La pandémie, un obstacle

Selon les Nations Unies, la crise de la Covid-19 est « le plus grand défi auquel nous ayons été confrontés depuis la Seconde Guerre mondiale ». Au moins 5 millions de personnes dans le monde selon l’OMS sont mortes jusqu’au début de novembre. Des millions d’emplois ont été perdus à travers le monde. L’Organisation internationale du Travail (OIT) estimait ce chiffre à plus de 190 millions.

La Banque mondiale, un autre partenaire clé du Burundi, en plus de l’UE et la Banque Africaine de développement (BAD), avait prévu une baisse de 110 milliards de dollars des envois de fonds cette année finissante, ce qui, selon les estimations, aurait touché 800 millions de personnes qui n’ont pas pu subvenir à leurs besoins essentiels.

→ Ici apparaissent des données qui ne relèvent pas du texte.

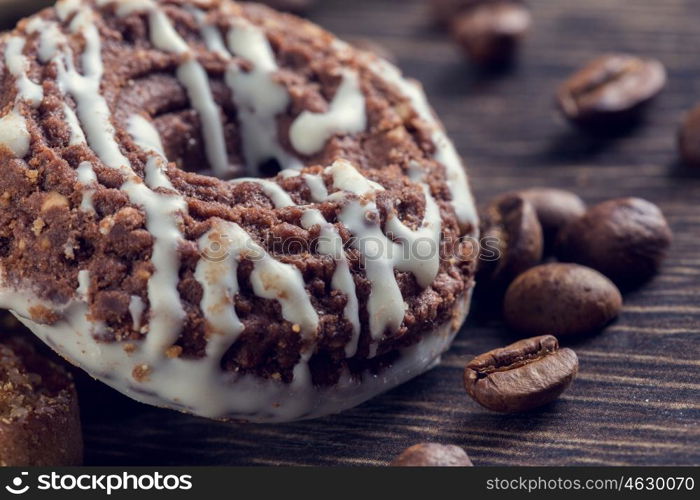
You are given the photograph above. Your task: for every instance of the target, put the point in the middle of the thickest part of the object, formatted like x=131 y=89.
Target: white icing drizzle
x=13 y=126
x=17 y=65
x=77 y=136
x=258 y=97
x=14 y=134
x=64 y=8
x=136 y=309
x=331 y=244
x=317 y=187
x=83 y=284
x=219 y=280
x=347 y=178
x=446 y=154
x=346 y=115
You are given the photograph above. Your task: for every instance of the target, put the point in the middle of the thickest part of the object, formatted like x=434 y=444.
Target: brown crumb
x=141 y=373
x=174 y=351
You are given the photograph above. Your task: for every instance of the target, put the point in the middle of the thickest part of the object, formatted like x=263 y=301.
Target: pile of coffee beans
x=488 y=31
x=617 y=243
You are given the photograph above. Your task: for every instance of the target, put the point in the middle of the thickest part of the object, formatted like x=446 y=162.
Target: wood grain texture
x=637 y=398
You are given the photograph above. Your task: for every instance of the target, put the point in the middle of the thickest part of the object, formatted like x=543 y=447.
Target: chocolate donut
x=225 y=210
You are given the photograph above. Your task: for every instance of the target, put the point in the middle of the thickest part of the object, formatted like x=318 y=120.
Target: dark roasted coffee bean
x=565 y=299
x=511 y=241
x=611 y=90
x=432 y=455
x=689 y=138
x=555 y=209
x=522 y=376
x=490 y=32
x=626 y=239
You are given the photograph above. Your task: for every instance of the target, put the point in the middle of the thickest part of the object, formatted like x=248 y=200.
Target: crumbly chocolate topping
x=47 y=237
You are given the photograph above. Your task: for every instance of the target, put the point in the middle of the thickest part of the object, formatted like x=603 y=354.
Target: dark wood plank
x=637 y=399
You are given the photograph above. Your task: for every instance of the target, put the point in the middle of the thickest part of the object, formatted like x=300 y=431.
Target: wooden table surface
x=637 y=397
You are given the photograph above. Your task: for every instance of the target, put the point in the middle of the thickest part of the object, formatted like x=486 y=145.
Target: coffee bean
x=511 y=240
x=522 y=376
x=433 y=455
x=626 y=239
x=611 y=90
x=555 y=209
x=490 y=32
x=689 y=138
x=565 y=299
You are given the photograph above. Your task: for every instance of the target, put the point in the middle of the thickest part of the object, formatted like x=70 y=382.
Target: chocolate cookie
x=138 y=239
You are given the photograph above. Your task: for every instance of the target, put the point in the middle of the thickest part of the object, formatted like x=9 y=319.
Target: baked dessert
x=222 y=209
x=39 y=418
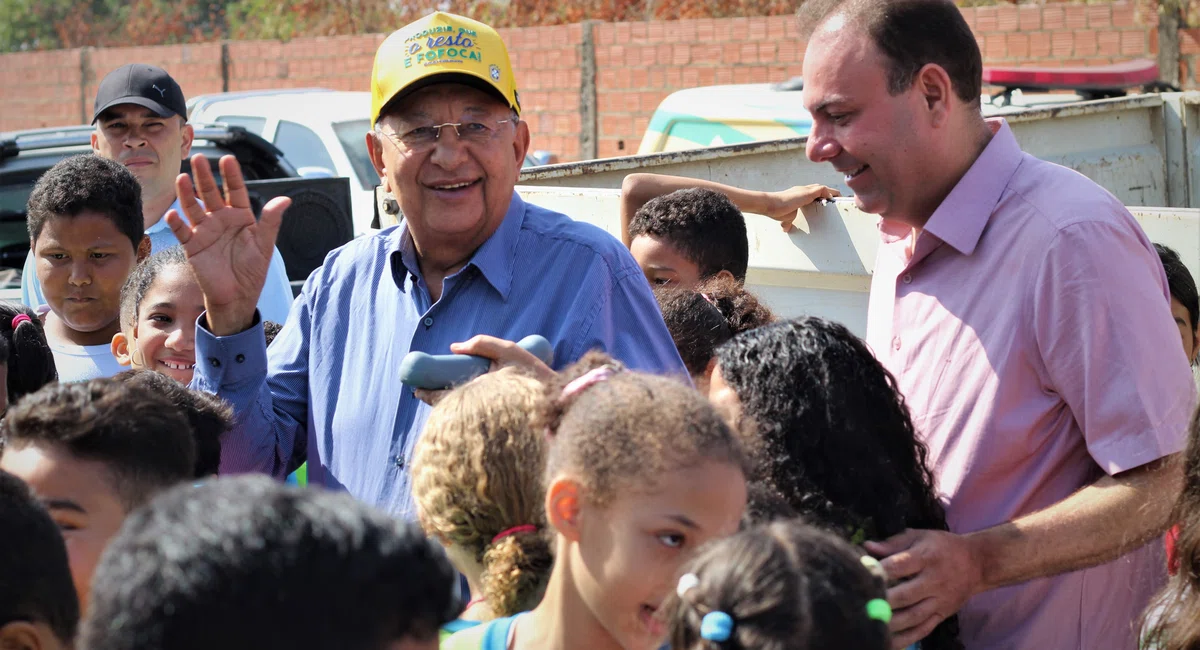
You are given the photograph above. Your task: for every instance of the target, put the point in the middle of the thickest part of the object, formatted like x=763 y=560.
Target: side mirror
x=544 y=157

L’Union européenne, premier grand contributeur de l’aide publique au développement devant les Etats-Unis et un des trois importants partenaires du Burundi, envisage de reconsidérer les accords de partenariat entre les pays africains et l’Union européenne, à l’occasion du Sommet UA-UE de février prochain à Bruxelles.

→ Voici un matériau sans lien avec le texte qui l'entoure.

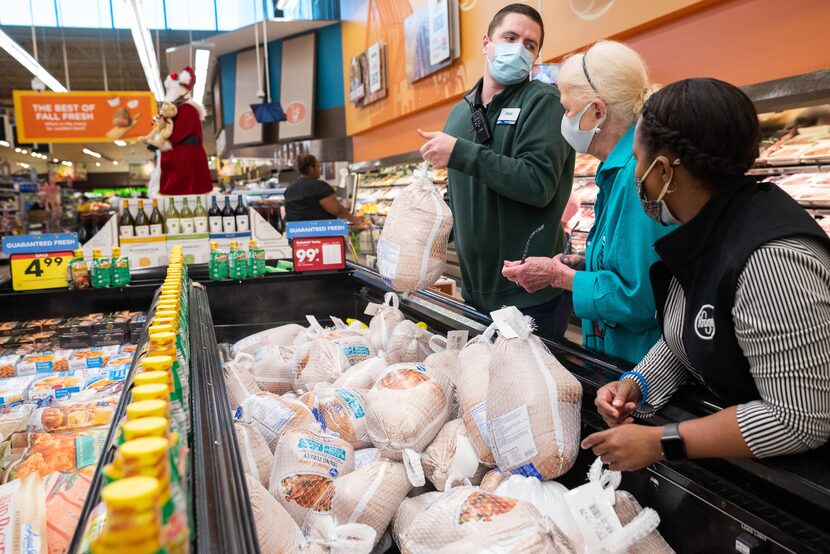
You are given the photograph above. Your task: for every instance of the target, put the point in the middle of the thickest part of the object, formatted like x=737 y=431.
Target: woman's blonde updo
x=618 y=76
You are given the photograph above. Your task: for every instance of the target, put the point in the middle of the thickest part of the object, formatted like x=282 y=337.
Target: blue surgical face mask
x=511 y=63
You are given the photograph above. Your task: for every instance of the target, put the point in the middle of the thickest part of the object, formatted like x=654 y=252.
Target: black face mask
x=480 y=125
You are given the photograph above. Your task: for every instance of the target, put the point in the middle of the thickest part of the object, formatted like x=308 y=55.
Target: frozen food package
x=53 y=361
x=472 y=384
x=451 y=458
x=533 y=403
x=385 y=317
x=8 y=365
x=409 y=342
x=44 y=453
x=406 y=409
x=284 y=335
x=13 y=392
x=305 y=464
x=406 y=512
x=467 y=519
x=313 y=363
x=23 y=522
x=363 y=375
x=273 y=416
x=257 y=458
x=239 y=383
x=65 y=496
x=277 y=532
x=341 y=412
x=74 y=413
x=91 y=358
x=412 y=250
x=369 y=496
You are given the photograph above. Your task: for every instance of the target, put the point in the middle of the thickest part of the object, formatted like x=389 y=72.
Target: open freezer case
x=779 y=505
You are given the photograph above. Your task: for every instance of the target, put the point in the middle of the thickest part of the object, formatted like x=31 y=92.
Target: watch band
x=671 y=443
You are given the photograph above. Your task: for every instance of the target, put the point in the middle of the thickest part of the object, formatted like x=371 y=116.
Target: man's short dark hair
x=522 y=9
x=305 y=163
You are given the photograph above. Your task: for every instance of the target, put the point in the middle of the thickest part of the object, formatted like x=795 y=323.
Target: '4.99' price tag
x=40 y=271
x=319 y=253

Allusion faite ici au fameux « Nouveau deal » annoncé en novembre par Jean-Yves Le Drian, ministre français des Affaires étrangères au sujet duquel plus de précisions n’ont pas été exprimées.

Dans le même esprit, il n’empêche que l’Union européenne, sous l’impulsion de sa présidence française dès janvier 2022, s’approprie la nouvelle conception d’une « solidarité internationale » basée essentiellement sur » l’investissement solidaire » en vogue au sein de l’Agence française de développement (AFD). Il convient de souligner que cette nouvelle donne implique nécessairement un retour sur investissement des pays contributeurs.

Indice de démocratie, un facteur non négligeable

De plus, les possibilités d’endettement sont minimes pour le Burundi. Le Burundi est un pays dont la solvabilité est très limitée. Il ne produit pas de richesses et de surcroît, l’idée qu’il inspirerait confiance à des créanciers potentiels est discutable.

La seule option dont disposent les autorités burundaises pour stimuler le décollage économique nécessiterait au préalable d’assainir le climat des affaires pour assurer et attirer les investissements étrangers dans des secteurs soigneusement ciblés.

Mais avec un indice de démocratie qui, selon The Economist Intelligence Unit, est passé en 2012 du régime hybride à l’autoritarisme, avec une note descendante d’année en année, il y a lieu de douter que l’engagement du Burundi soit vraiment à la hauteur de l’ambition du président de la République : Emergence du Burundi en moins de 20 ans !

Le nœud du problème de la paupérisation du Burundi est fondamentalement inhérent à la gestion politique du pays. L’instabilité politique à laquelle il est confronté depuis 30 ans affecte la croissance économique aussi bien directement qu’indirectement par le biais de son impact sur les investissements directs étrangers.

L’urgence semble donc être celle plutôt d’inviter tous les acteurs politiques, ceux de l’opposition y compris bien entendu, à penser sincèrement et profondément des mécanismes visant à doter le Burundi sur le long terme d’une stabilité politique. Sinon, chasser le naturel, il revient au galop !

*Les articles de la rubrique opinion n’engagent pas la rédaction

*Egide Nikiza, diplômé en sociologie à l’Université du Burundi et en science politique à Paris 1 Panthéon Sorbonne, suit actuellement les études de développement et humanitaires dans cette même université. Ancien journaliste à Iwacu, il est blogueur chez Yaga.